Published: Happy Days Issue 8 and StateOfTheGame.co.uk, 5th January 2007, http://stateofthegame.co.uk/2007/01/05/manchester-united-and-northern-ireland-a-special-bond/
At the beginning of last year, while visiting a friend in Manchester I decided to make the most of the opportunity and head down to Old Trafford. Manchester United is a club steeped in history, and the on-site museum ensured that I was reminded of this. The Munich air crash of 1958 followed by European success ten years later, the troublesome seventies and the Fergie Era. The stories which had been written on the football field were being treasured and told to a younger generation some 50 feet away. However the one display that dominated the ground floor of the club museum was a tribute to the then recently deceased George Best. It served as a poignant reminder of a Northern Ireland connection with arguably the most famous club in the world. Indeed a glance at the museum’s International honours list shows an impressive number of players who have represented both the Red Devils and Northern Ireland. No club can boast more Ulster representatives than the Manchester outfit.
Whilst George Best is undoubtedly the most recognisable link, no fewer than 28 players have appeared in both the Red and Green shirts, notching up over 750 caps between them. Recognisable names like Best, Sammy McIlroy and Jimmy Nicholl jump out from the engraved list. History makers too such as John Peden who scored Ireland’s first hat trick and Norman Whiteside who became the youngest ever player to appear in a World Cup in 1982. Survivors of the Munich disaster, Harry Gregg and Jackie Blanchflower are names held in high esteem on both sides of the Irish Sea. The crash ended Blanchflower’s career and Gregg became a named associated with courage, although the big Coleraine man is quick to stifle any attempts to label him a hero. It is true he should be remembered for his performances between the sticks, yet many people seek to define him through what he did that night on the runway.

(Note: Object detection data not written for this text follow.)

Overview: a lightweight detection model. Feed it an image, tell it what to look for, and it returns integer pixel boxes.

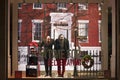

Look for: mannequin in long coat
[39,36,54,76]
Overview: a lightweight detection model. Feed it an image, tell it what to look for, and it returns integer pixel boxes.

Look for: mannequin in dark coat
[55,34,69,77]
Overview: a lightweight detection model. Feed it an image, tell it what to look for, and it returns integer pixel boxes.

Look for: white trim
[18,19,22,43]
[33,3,43,9]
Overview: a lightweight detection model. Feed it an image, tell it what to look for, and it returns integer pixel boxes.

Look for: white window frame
[33,3,43,9]
[57,2,67,10]
[32,19,43,42]
[18,19,22,42]
[78,20,89,42]
[78,3,88,10]
[98,20,102,43]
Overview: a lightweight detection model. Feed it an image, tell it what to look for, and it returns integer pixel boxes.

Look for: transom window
[78,3,88,10]
[32,20,43,42]
[18,19,22,42]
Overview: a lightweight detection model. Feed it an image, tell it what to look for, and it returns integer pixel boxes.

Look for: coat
[54,38,69,59]
[39,39,54,59]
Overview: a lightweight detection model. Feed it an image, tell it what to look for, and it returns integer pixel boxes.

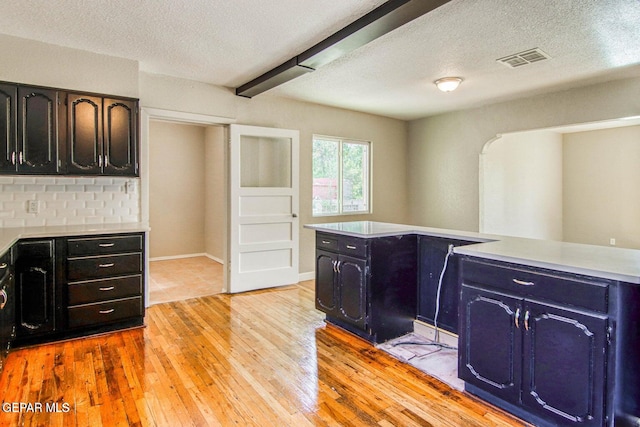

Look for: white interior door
[229,125,300,293]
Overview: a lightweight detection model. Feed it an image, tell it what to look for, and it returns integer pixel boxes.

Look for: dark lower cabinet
[8,233,145,346]
[0,252,16,372]
[65,233,144,330]
[458,260,613,426]
[522,300,608,426]
[459,286,522,403]
[316,233,417,342]
[15,239,58,341]
[316,243,368,331]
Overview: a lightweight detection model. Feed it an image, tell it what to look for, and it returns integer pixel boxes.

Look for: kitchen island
[305,221,640,426]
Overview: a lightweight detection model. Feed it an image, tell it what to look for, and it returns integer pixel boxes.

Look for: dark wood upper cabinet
[103,98,138,175]
[0,82,139,176]
[67,94,138,176]
[67,94,103,174]
[16,86,58,174]
[0,84,18,172]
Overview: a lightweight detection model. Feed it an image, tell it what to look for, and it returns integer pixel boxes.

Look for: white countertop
[0,222,149,255]
[305,221,640,284]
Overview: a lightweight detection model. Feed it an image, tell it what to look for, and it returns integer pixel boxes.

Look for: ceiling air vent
[496,48,550,68]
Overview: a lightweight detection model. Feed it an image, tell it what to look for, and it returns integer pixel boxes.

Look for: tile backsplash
[0,176,140,228]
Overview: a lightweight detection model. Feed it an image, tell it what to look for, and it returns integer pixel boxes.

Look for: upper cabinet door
[17,86,58,174]
[103,98,138,175]
[67,94,104,175]
[0,84,18,173]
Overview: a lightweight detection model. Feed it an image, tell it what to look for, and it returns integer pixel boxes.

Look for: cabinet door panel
[338,255,367,329]
[104,98,138,175]
[0,84,18,173]
[18,87,58,174]
[316,251,338,315]
[458,285,522,403]
[67,94,102,174]
[522,301,607,426]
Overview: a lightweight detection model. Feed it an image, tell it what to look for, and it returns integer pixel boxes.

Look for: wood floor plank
[0,282,525,427]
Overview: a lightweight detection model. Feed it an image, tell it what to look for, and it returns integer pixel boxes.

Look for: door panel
[316,251,338,315]
[67,94,102,173]
[229,125,299,293]
[0,84,18,173]
[338,255,367,329]
[522,301,607,426]
[18,87,58,174]
[459,285,522,403]
[104,98,138,175]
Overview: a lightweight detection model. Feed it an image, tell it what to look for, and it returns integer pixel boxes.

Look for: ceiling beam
[236,0,450,98]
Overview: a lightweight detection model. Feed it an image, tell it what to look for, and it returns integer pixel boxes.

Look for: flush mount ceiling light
[433,77,462,92]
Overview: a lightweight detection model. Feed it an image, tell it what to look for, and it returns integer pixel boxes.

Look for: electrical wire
[392,245,458,358]
[433,245,457,350]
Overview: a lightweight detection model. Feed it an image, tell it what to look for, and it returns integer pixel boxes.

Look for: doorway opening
[141,109,235,305]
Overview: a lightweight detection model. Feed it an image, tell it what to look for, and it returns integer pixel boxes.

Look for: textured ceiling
[0,0,640,119]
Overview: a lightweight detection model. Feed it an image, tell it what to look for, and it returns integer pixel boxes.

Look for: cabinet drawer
[461,258,610,313]
[67,235,143,257]
[67,253,142,281]
[68,274,142,305]
[68,296,144,328]
[338,237,368,258]
[316,233,338,252]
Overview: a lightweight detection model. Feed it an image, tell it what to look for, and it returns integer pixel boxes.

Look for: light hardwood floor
[149,256,224,305]
[0,282,522,427]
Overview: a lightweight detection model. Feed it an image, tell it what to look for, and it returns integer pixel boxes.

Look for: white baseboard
[149,253,224,265]
[413,320,458,347]
[204,254,224,265]
[298,271,316,282]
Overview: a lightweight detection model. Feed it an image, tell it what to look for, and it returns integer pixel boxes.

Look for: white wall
[0,176,140,228]
[480,131,562,240]
[563,126,640,249]
[204,126,227,261]
[407,78,640,231]
[140,73,409,273]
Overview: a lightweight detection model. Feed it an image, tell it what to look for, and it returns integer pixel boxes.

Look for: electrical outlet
[124,180,136,194]
[27,200,40,214]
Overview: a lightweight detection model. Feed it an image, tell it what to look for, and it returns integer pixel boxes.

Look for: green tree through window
[313,136,371,216]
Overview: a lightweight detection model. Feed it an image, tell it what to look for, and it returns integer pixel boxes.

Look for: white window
[313,135,371,216]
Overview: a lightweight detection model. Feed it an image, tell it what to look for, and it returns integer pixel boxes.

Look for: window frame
[311,134,373,218]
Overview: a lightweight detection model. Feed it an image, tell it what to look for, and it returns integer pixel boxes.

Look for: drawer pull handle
[0,289,9,310]
[513,279,535,286]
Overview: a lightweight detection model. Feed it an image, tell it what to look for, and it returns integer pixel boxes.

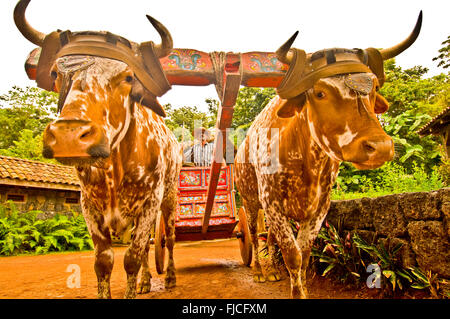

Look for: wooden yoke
[25,48,289,235]
[160,49,289,236]
[159,49,289,89]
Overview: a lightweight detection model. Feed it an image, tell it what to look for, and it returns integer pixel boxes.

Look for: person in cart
[183,127,237,167]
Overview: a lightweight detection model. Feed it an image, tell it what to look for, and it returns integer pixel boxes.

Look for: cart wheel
[236,207,253,267]
[155,212,166,274]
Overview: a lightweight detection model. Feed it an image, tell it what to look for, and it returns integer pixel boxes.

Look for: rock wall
[327,188,450,278]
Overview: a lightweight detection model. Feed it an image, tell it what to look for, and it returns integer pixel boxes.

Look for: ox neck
[282,105,340,169]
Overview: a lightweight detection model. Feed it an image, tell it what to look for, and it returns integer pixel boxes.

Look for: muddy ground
[0,239,427,299]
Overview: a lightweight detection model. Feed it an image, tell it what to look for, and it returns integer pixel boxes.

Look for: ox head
[277,12,422,169]
[14,0,173,165]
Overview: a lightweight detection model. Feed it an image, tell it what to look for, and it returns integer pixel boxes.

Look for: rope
[209,51,226,101]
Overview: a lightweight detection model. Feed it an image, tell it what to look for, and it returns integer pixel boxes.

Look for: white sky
[0,0,450,110]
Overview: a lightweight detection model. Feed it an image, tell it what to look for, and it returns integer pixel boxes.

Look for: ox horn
[275,31,298,64]
[380,10,422,60]
[146,15,173,58]
[14,0,46,46]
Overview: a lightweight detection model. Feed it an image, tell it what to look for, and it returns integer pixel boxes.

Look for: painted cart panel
[175,165,238,241]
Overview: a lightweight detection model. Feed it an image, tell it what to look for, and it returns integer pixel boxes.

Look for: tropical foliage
[0,202,94,256]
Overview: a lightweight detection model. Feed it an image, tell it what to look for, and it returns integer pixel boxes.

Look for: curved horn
[275,31,298,64]
[380,10,422,60]
[14,0,45,46]
[146,15,173,58]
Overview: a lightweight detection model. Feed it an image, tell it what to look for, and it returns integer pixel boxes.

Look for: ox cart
[152,165,252,274]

Recent years too have seen Irishmen emerging from the home dressing room at the Theatre of Dreams. Keith Gillespie and David Healy may not have featured highly in Alex Ferguson’s plans but their pedigree upbringing has benefited the national team immensely. The same cannot be said of Pat McGibbon and Phil Mulryne who never lived up to their youthful potential. The former finds himself back home in the Irish League with Portadown and the latter who is reaching the supposed peak years of his career has yet to find a club for the 2006/07 season. Roy Carroll did make a name for himself at Old Trafford, although unfortunately it was more due to some high profile mistakes rather than his shot stopping ability. He remains however, the only Ulsterman to have won a Premiership medal.
And the future for both club and country is bright. Whilst Derry born Darron Gibson has opted to play for the Republic, Jonny Evans has the opportunity to prove to Ferguson he has every right to be involved in the first team if he performs well under another Irishman, Roy Keane, at Sunderland. His younger brother Corey and Craig Cathcart who are also on United’s books, are two more names that might just be engraved in that honours list someday. As long as Northern Ireland keep producing, and Manchester keeps nurturing, there will always be a special relationship between the two, and some successful teams as well.